É nesse sentido que a discussão sobre o que aconteceu no São Paulo remete a um episódio protagonizado por jornalistas do canal fechado Sportv. Tudo começou quando Tim Vickery, britânico que é comentarista habitual da emissora, criticou a relação de profissionais de imprensa no país com jogadores de futebol. Segundo ele, existe um fator social que fomenta alguma dose de desrespeito da mídia com os atletas, algo que não existia na Premier League até bem pouco tempo e que tem começado a surgir também por lá.
Quando formulou o raciocínio, Vickery usou um bordão do narrador Daniel Pereira, que costuma dizer algo como “presta atenção no serviço”, como exemplo de profissional de imprensa que se sente habilitado a cobrar publicamente o jogador de futebol. O locutor respondeu na rede social Twitter, disse que não passa de uma brincadeira e lembrou que também usa a expressão quando comete erros. Luiz Ademar, comentarista que também trabalha na casa, respondeu a essa postagem lamentando o tom usado por Vickery e as críticas recorrentes que ele faz, na visão do companheiro, sobre o conteúdo produzido pelo canal.

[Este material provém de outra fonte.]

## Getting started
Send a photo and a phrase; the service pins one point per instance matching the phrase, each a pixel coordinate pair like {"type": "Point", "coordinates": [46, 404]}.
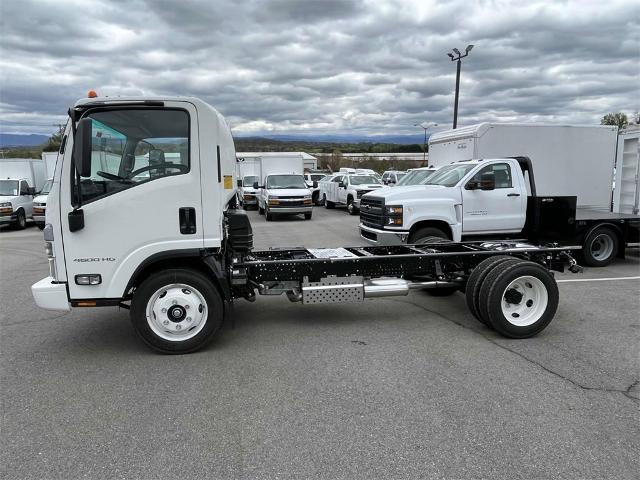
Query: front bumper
{"type": "Point", "coordinates": [293, 210]}
{"type": "Point", "coordinates": [50, 295]}
{"type": "Point", "coordinates": [383, 237]}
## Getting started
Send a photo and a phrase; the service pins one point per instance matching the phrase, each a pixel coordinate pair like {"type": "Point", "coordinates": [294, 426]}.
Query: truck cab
{"type": "Point", "coordinates": [472, 198]}
{"type": "Point", "coordinates": [348, 189]}
{"type": "Point", "coordinates": [284, 193]}
{"type": "Point", "coordinates": [16, 202]}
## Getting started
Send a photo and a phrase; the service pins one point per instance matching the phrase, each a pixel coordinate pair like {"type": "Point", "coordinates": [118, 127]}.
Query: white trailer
{"type": "Point", "coordinates": [626, 193]}
{"type": "Point", "coordinates": [568, 159]}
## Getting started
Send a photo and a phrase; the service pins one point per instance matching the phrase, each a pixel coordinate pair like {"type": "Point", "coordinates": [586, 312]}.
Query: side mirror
{"type": "Point", "coordinates": [488, 181]}
{"type": "Point", "coordinates": [82, 148]}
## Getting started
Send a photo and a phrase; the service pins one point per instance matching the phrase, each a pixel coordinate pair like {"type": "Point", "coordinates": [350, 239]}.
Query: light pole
{"type": "Point", "coordinates": [458, 58]}
{"type": "Point", "coordinates": [425, 126]}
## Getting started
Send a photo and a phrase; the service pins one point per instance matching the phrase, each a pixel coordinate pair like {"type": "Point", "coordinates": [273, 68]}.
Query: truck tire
{"type": "Point", "coordinates": [519, 299]}
{"type": "Point", "coordinates": [351, 207]}
{"type": "Point", "coordinates": [600, 247]}
{"type": "Point", "coordinates": [426, 235]}
{"type": "Point", "coordinates": [21, 220]}
{"type": "Point", "coordinates": [472, 291]}
{"type": "Point", "coordinates": [176, 311]}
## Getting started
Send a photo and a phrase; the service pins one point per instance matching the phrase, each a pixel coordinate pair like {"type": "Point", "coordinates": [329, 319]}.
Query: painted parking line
{"type": "Point", "coordinates": [608, 279]}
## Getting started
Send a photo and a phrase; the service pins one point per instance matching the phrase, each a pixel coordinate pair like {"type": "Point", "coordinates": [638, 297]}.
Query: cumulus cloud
{"type": "Point", "coordinates": [330, 66]}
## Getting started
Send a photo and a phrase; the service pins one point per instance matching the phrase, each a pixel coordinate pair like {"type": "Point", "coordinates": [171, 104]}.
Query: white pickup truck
{"type": "Point", "coordinates": [347, 189]}
{"type": "Point", "coordinates": [486, 198]}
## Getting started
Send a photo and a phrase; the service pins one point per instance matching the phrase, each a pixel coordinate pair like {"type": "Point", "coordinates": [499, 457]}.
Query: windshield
{"type": "Point", "coordinates": [9, 187]}
{"type": "Point", "coordinates": [417, 177]}
{"type": "Point", "coordinates": [249, 180]}
{"type": "Point", "coordinates": [47, 187]}
{"type": "Point", "coordinates": [449, 176]}
{"type": "Point", "coordinates": [285, 181]}
{"type": "Point", "coordinates": [363, 180]}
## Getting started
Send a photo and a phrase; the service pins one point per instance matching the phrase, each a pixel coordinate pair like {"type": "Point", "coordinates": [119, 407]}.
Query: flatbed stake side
{"type": "Point", "coordinates": [144, 214]}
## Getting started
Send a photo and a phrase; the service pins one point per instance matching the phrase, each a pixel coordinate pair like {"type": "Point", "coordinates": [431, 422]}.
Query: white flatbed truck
{"type": "Point", "coordinates": [180, 268]}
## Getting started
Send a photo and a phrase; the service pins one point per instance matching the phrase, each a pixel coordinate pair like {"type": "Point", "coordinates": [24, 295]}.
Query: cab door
{"type": "Point", "coordinates": [141, 198]}
{"type": "Point", "coordinates": [502, 209]}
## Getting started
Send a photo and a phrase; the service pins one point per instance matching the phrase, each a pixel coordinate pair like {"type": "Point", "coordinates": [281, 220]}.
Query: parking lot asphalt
{"type": "Point", "coordinates": [404, 387]}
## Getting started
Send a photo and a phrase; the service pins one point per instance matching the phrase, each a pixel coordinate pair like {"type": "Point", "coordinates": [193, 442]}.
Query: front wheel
{"type": "Point", "coordinates": [176, 311]}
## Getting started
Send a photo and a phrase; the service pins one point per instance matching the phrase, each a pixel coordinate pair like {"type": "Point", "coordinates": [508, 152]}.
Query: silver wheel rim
{"type": "Point", "coordinates": [602, 246]}
{"type": "Point", "coordinates": [177, 312]}
{"type": "Point", "coordinates": [524, 301]}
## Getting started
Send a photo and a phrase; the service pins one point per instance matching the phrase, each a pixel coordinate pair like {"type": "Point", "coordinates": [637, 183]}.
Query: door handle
{"type": "Point", "coordinates": [187, 220]}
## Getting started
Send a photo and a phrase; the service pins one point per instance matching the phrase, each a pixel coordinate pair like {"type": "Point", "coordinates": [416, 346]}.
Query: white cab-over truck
{"type": "Point", "coordinates": [493, 197]}
{"type": "Point", "coordinates": [20, 179]}
{"type": "Point", "coordinates": [168, 240]}
{"type": "Point", "coordinates": [347, 189]}
{"type": "Point", "coordinates": [282, 188]}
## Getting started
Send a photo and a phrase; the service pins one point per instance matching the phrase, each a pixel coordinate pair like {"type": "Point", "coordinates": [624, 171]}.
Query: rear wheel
{"type": "Point", "coordinates": [600, 247]}
{"type": "Point", "coordinates": [21, 220]}
{"type": "Point", "coordinates": [472, 291]}
{"type": "Point", "coordinates": [176, 311]}
{"type": "Point", "coordinates": [426, 235]}
{"type": "Point", "coordinates": [519, 299]}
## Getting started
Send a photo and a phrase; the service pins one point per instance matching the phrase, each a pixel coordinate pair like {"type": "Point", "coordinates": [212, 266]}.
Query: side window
{"type": "Point", "coordinates": [502, 173]}
{"type": "Point", "coordinates": [130, 147]}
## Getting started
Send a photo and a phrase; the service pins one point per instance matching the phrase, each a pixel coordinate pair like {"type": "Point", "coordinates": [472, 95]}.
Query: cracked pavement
{"type": "Point", "coordinates": [403, 387]}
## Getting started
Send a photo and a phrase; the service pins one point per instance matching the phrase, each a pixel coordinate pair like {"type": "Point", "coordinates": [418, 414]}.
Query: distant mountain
{"type": "Point", "coordinates": [17, 140]}
{"type": "Point", "coordinates": [341, 138]}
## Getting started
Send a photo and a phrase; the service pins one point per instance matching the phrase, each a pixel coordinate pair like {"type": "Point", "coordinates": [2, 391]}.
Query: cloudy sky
{"type": "Point", "coordinates": [330, 66]}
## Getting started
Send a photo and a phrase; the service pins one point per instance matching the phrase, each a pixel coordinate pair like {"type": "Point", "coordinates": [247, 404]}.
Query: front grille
{"type": "Point", "coordinates": [372, 212]}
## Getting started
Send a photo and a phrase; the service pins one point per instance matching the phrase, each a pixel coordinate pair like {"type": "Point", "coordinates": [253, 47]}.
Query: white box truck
{"type": "Point", "coordinates": [20, 179]}
{"type": "Point", "coordinates": [180, 270]}
{"type": "Point", "coordinates": [568, 159]}
{"type": "Point", "coordinates": [282, 188]}
{"type": "Point", "coordinates": [492, 195]}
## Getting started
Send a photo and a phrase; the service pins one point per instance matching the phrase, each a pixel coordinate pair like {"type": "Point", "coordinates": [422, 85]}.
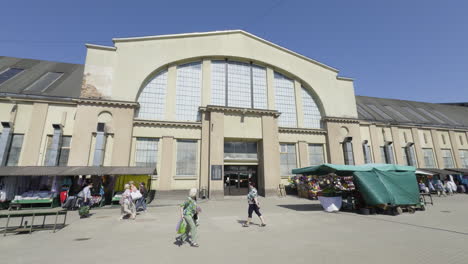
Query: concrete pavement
{"type": "Point", "coordinates": [297, 231]}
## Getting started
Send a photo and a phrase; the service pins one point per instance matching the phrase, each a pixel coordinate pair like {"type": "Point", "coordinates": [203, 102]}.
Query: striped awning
{"type": "Point", "coordinates": [74, 171]}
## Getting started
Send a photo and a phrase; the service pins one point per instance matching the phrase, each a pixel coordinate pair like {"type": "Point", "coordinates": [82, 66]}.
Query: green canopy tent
{"type": "Point", "coordinates": [377, 183]}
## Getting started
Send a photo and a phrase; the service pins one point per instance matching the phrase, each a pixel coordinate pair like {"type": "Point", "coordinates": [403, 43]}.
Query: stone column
{"type": "Point", "coordinates": [375, 144]}
{"type": "Point", "coordinates": [303, 154]}
{"type": "Point", "coordinates": [123, 131]}
{"type": "Point", "coordinates": [270, 181]}
{"type": "Point", "coordinates": [334, 139]}
{"type": "Point", "coordinates": [397, 146]}
{"type": "Point", "coordinates": [167, 171]}
{"type": "Point", "coordinates": [417, 147]}
{"type": "Point", "coordinates": [299, 113]}
{"type": "Point", "coordinates": [205, 151]}
{"type": "Point", "coordinates": [437, 150]}
{"type": "Point", "coordinates": [206, 82]}
{"type": "Point", "coordinates": [85, 125]}
{"type": "Point", "coordinates": [171, 93]}
{"type": "Point", "coordinates": [455, 149]}
{"type": "Point", "coordinates": [33, 137]}
{"type": "Point", "coordinates": [271, 89]}
{"type": "Point", "coordinates": [216, 146]}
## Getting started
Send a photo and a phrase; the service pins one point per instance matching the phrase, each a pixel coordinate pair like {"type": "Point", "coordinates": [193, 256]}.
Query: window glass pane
{"type": "Point", "coordinates": [153, 98]}
{"type": "Point", "coordinates": [186, 158]}
{"type": "Point", "coordinates": [146, 152]}
{"type": "Point", "coordinates": [285, 101]}
{"type": "Point", "coordinates": [287, 159]}
{"type": "Point", "coordinates": [218, 83]}
{"type": "Point", "coordinates": [15, 150]}
{"type": "Point", "coordinates": [240, 150]}
{"type": "Point", "coordinates": [428, 158]}
{"type": "Point", "coordinates": [464, 158]}
{"type": "Point", "coordinates": [448, 159]}
{"type": "Point", "coordinates": [8, 74]}
{"type": "Point", "coordinates": [188, 91]}
{"type": "Point", "coordinates": [259, 87]}
{"type": "Point", "coordinates": [239, 89]}
{"type": "Point", "coordinates": [316, 155]}
{"type": "Point", "coordinates": [44, 82]}
{"type": "Point", "coordinates": [312, 117]}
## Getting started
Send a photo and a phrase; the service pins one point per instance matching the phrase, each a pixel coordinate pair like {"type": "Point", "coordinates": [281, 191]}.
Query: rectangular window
{"type": "Point", "coordinates": [405, 156]}
{"type": "Point", "coordinates": [448, 158]}
{"type": "Point", "coordinates": [218, 83]}
{"type": "Point", "coordinates": [367, 153]}
{"type": "Point", "coordinates": [186, 158]}
{"type": "Point", "coordinates": [316, 155]}
{"type": "Point", "coordinates": [146, 152]}
{"type": "Point", "coordinates": [15, 150]}
{"type": "Point", "coordinates": [285, 101]}
{"type": "Point", "coordinates": [240, 150]}
{"type": "Point", "coordinates": [287, 159]}
{"type": "Point", "coordinates": [464, 158]}
{"type": "Point", "coordinates": [64, 151]}
{"type": "Point", "coordinates": [44, 82]}
{"type": "Point", "coordinates": [239, 85]}
{"type": "Point", "coordinates": [188, 91]}
{"type": "Point", "coordinates": [8, 74]}
{"type": "Point", "coordinates": [348, 153]}
{"type": "Point", "coordinates": [429, 161]}
{"type": "Point", "coordinates": [153, 98]}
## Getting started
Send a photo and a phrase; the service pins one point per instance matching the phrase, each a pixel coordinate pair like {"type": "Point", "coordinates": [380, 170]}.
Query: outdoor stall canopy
{"type": "Point", "coordinates": [377, 183]}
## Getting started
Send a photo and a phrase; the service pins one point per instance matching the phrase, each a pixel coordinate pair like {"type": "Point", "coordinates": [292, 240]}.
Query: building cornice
{"type": "Point", "coordinates": [410, 125]}
{"type": "Point", "coordinates": [340, 120]}
{"type": "Point", "coordinates": [159, 123]}
{"type": "Point", "coordinates": [302, 130]}
{"type": "Point", "coordinates": [107, 103]}
{"type": "Point", "coordinates": [94, 46]}
{"type": "Point", "coordinates": [238, 110]}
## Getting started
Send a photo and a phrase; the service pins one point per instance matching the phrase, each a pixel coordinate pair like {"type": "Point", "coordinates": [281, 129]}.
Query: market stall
{"type": "Point", "coordinates": [383, 187]}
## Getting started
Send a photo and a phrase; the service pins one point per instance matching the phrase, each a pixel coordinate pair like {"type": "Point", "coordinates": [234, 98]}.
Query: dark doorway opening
{"type": "Point", "coordinates": [237, 178]}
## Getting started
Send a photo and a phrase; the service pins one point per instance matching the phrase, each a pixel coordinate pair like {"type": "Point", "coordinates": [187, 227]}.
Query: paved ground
{"type": "Point", "coordinates": [297, 232]}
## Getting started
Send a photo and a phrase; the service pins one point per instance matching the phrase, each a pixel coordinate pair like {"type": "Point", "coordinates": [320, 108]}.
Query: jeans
{"type": "Point", "coordinates": [191, 228]}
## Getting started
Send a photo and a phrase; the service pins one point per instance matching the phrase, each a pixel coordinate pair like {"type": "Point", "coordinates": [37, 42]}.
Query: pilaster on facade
{"type": "Point", "coordinates": [299, 109]}
{"type": "Point", "coordinates": [170, 113]}
{"type": "Point", "coordinates": [271, 88]}
{"type": "Point", "coordinates": [437, 149]}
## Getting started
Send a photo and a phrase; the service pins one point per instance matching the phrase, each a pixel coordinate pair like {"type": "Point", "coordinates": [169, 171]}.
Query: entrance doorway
{"type": "Point", "coordinates": [237, 177]}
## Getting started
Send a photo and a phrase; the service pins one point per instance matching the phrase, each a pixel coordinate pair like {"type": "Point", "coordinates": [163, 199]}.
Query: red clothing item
{"type": "Point", "coordinates": [63, 196]}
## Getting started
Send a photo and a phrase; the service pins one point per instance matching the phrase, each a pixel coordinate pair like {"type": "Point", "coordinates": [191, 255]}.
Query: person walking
{"type": "Point", "coordinates": [141, 203]}
{"type": "Point", "coordinates": [126, 204]}
{"type": "Point", "coordinates": [254, 205]}
{"type": "Point", "coordinates": [187, 211]}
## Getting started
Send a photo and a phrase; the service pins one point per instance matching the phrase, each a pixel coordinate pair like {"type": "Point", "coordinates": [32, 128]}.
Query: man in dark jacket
{"type": "Point", "coordinates": [141, 203]}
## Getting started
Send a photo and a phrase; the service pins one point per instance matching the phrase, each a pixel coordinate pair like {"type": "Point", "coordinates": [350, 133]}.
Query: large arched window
{"type": "Point", "coordinates": [312, 117]}
{"type": "Point", "coordinates": [153, 98]}
{"type": "Point", "coordinates": [285, 100]}
{"type": "Point", "coordinates": [238, 84]}
{"type": "Point", "coordinates": [188, 91]}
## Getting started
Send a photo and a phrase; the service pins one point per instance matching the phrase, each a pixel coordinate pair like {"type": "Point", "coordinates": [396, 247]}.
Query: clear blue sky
{"type": "Point", "coordinates": [411, 49]}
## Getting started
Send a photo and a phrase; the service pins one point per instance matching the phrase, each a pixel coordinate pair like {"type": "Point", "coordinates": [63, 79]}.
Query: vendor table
{"type": "Point", "coordinates": [21, 203]}
{"type": "Point", "coordinates": [32, 213]}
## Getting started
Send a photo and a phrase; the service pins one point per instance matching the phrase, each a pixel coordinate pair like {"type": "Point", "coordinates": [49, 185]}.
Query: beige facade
{"type": "Point", "coordinates": [115, 78]}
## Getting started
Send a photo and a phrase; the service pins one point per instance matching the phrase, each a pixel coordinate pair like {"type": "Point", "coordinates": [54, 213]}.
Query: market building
{"type": "Point", "coordinates": [213, 111]}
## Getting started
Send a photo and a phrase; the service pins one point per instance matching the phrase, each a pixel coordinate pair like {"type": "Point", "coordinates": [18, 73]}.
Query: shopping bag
{"type": "Point", "coordinates": [136, 195]}
{"type": "Point", "coordinates": [181, 226]}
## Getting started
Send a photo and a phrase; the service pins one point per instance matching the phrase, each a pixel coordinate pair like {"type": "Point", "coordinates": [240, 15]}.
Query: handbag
{"type": "Point", "coordinates": [136, 195]}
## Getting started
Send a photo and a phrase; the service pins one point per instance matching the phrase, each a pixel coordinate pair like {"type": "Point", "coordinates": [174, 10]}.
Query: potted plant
{"type": "Point", "coordinates": [330, 198]}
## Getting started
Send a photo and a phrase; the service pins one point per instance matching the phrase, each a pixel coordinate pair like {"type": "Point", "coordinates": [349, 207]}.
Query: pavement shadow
{"type": "Point", "coordinates": [302, 207]}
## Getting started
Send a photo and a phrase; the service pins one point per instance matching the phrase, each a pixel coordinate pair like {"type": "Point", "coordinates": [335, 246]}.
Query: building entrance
{"type": "Point", "coordinates": [237, 177]}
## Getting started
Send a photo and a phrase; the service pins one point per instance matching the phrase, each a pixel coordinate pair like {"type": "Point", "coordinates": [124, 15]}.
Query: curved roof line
{"type": "Point", "coordinates": [224, 32]}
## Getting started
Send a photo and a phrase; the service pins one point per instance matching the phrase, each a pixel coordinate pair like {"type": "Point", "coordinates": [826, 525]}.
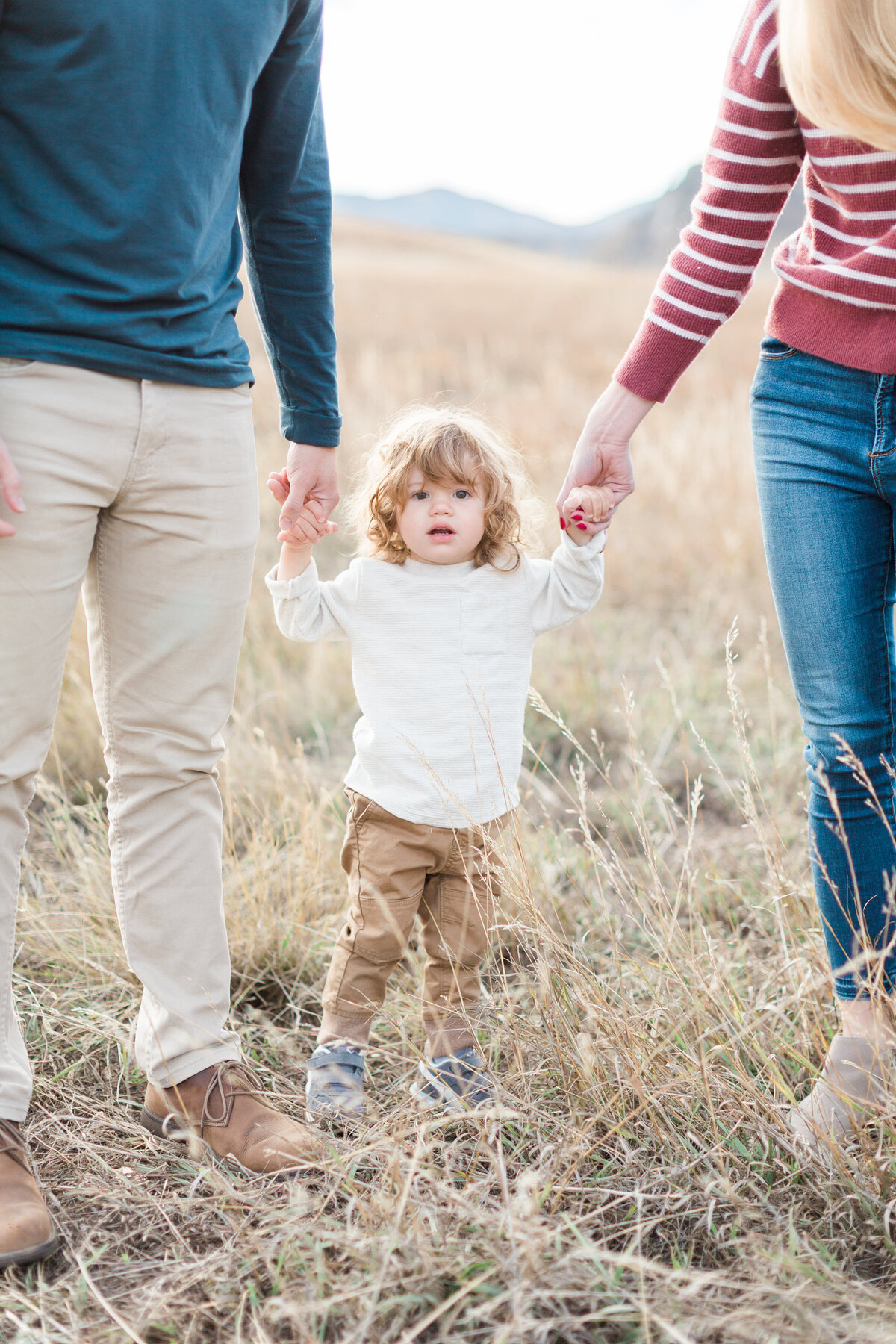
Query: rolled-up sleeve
{"type": "Point", "coordinates": [285, 217]}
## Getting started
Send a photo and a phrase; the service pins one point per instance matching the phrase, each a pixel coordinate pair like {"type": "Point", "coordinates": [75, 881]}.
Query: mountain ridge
{"type": "Point", "coordinates": [638, 235]}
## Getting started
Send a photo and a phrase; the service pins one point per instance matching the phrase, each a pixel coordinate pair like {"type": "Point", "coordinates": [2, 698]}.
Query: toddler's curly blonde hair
{"type": "Point", "coordinates": [444, 444]}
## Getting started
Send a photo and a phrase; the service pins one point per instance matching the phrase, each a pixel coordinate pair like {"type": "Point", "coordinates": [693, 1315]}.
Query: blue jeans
{"type": "Point", "coordinates": [825, 452]}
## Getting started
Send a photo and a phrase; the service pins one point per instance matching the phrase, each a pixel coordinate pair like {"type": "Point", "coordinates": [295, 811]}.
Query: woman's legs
{"type": "Point", "coordinates": [822, 440]}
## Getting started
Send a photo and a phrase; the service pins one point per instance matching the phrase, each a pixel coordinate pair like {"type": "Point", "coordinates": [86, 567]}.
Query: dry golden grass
{"type": "Point", "coordinates": [659, 988]}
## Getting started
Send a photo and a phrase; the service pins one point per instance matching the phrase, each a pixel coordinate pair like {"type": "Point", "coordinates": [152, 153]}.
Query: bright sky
{"type": "Point", "coordinates": [564, 108]}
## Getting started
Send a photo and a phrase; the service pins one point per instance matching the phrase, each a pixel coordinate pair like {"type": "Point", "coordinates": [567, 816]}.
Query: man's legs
{"type": "Point", "coordinates": [166, 597]}
{"type": "Point", "coordinates": [72, 436]}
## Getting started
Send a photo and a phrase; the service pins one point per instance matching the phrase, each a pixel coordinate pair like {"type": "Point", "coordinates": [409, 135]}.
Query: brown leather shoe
{"type": "Point", "coordinates": [225, 1108]}
{"type": "Point", "coordinates": [26, 1229]}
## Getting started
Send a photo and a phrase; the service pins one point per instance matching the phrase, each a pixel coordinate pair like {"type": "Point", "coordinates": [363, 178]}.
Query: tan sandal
{"type": "Point", "coordinates": [857, 1085]}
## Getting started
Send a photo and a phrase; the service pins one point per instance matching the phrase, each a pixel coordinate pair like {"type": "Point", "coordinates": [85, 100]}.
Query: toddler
{"type": "Point", "coordinates": [441, 613]}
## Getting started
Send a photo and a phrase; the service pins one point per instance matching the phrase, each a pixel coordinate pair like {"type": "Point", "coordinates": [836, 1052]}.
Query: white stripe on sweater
{"type": "Point", "coordinates": [860, 190]}
{"type": "Point", "coordinates": [754, 102]}
{"type": "Point", "coordinates": [756, 188]}
{"type": "Point", "coordinates": [754, 33]}
{"type": "Point", "coordinates": [679, 331]}
{"type": "Point", "coordinates": [702, 284]}
{"type": "Point", "coordinates": [738, 214]}
{"type": "Point", "coordinates": [711, 264]}
{"type": "Point", "coordinates": [850, 214]}
{"type": "Point", "coordinates": [835, 267]}
{"type": "Point", "coordinates": [751, 161]}
{"type": "Point", "coordinates": [788, 134]}
{"type": "Point", "coordinates": [688, 308]}
{"type": "Point", "coordinates": [726, 238]}
{"type": "Point", "coordinates": [844, 238]}
{"type": "Point", "coordinates": [875, 156]}
{"type": "Point", "coordinates": [830, 293]}
{"type": "Point", "coordinates": [766, 57]}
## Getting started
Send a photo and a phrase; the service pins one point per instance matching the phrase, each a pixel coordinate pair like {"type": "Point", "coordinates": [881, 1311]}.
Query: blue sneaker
{"type": "Point", "coordinates": [335, 1088]}
{"type": "Point", "coordinates": [453, 1083]}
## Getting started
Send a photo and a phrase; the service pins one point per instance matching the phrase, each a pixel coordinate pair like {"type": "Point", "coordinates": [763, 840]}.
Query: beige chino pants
{"type": "Point", "coordinates": [147, 494]}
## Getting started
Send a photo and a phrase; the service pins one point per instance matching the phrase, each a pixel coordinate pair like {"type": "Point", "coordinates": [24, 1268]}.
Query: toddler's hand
{"type": "Point", "coordinates": [586, 511]}
{"type": "Point", "coordinates": [308, 529]}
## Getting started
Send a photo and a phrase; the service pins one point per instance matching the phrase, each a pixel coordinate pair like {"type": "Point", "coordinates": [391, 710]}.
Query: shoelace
{"type": "Point", "coordinates": [13, 1142]}
{"type": "Point", "coordinates": [217, 1083]}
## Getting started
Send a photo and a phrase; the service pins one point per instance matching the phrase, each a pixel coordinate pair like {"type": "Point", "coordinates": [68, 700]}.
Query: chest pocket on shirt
{"type": "Point", "coordinates": [484, 626]}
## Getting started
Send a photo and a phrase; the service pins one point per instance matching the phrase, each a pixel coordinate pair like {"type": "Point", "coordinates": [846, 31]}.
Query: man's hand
{"type": "Point", "coordinates": [309, 475]}
{"type": "Point", "coordinates": [10, 488]}
{"type": "Point", "coordinates": [602, 456]}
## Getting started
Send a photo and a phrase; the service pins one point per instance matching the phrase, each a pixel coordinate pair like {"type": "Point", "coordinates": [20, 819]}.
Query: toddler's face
{"type": "Point", "coordinates": [442, 522]}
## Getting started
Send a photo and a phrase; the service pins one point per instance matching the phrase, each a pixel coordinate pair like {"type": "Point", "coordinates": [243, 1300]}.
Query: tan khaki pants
{"type": "Point", "coordinates": [398, 870]}
{"type": "Point", "coordinates": [146, 494]}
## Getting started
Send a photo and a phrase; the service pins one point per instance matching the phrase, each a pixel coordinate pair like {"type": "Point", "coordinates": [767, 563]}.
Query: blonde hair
{"type": "Point", "coordinates": [839, 60]}
{"type": "Point", "coordinates": [444, 444]}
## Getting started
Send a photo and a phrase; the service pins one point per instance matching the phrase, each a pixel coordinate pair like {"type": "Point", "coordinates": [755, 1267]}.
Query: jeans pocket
{"type": "Point", "coordinates": [774, 349]}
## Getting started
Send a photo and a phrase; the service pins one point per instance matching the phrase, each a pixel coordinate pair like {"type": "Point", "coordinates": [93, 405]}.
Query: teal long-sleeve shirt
{"type": "Point", "coordinates": [136, 137]}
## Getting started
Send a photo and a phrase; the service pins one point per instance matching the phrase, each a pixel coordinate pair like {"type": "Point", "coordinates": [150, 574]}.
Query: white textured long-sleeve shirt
{"type": "Point", "coordinates": [441, 663]}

Existe uma patrulha exacerbada sobre comportamento de atletas e o ambiente que se cria em cada time, evidentemente. Existe uma falta de critério em análises comportamentais, com exigências que muitas vezes não são compatíveis com outros segmentos. A natureza dessa diferença pode ser algum tipo de preconceito, mas também é possível que contenha enorme dificuldade para assimilar algo além do lugar comum.
O São Paulo precisa de ajuda, mas essa ajuda não precisa ser necessariamente voltada a dirimir problemas entre os atletas. Em vez de discutir se os funcionários se gostam ou o que um diz sobre o outro publicamente, o clube deveria se preocupar com problemas como a montagem do elenco, a diretoria perdida, as comissões técnicas que pouco acrescentam e a possibilidade cada vez mais real de queda à Série B do Campeonato Brasileiro. Diante de um cenário de tantos problemas, preocupar-se com o que acontece entre duas peças da engrenagem é bem menor do que entender por que essas mesmas peças têm rendido aquém do esperado. A análise sobre o caso também poderia ser bem mais prolífica se considerasse esses aspectos.
Você pode dar razão a Rodrigo Caio, a Cueva ou a ambos, mas uma coisa é indiscutível: o São Paulo perde com essa história, e não porque dois de seus jogadores têm uma rusga. Ah, tem outra coisa indiscutível: não é apenas o clube que perde quando a imprensa se sente no direito de patrulhar. Há erros de comunicação de todos os lados, mas a discussão mais relevante do episódio é o quanto podemos ser bedéis de nós mesmos.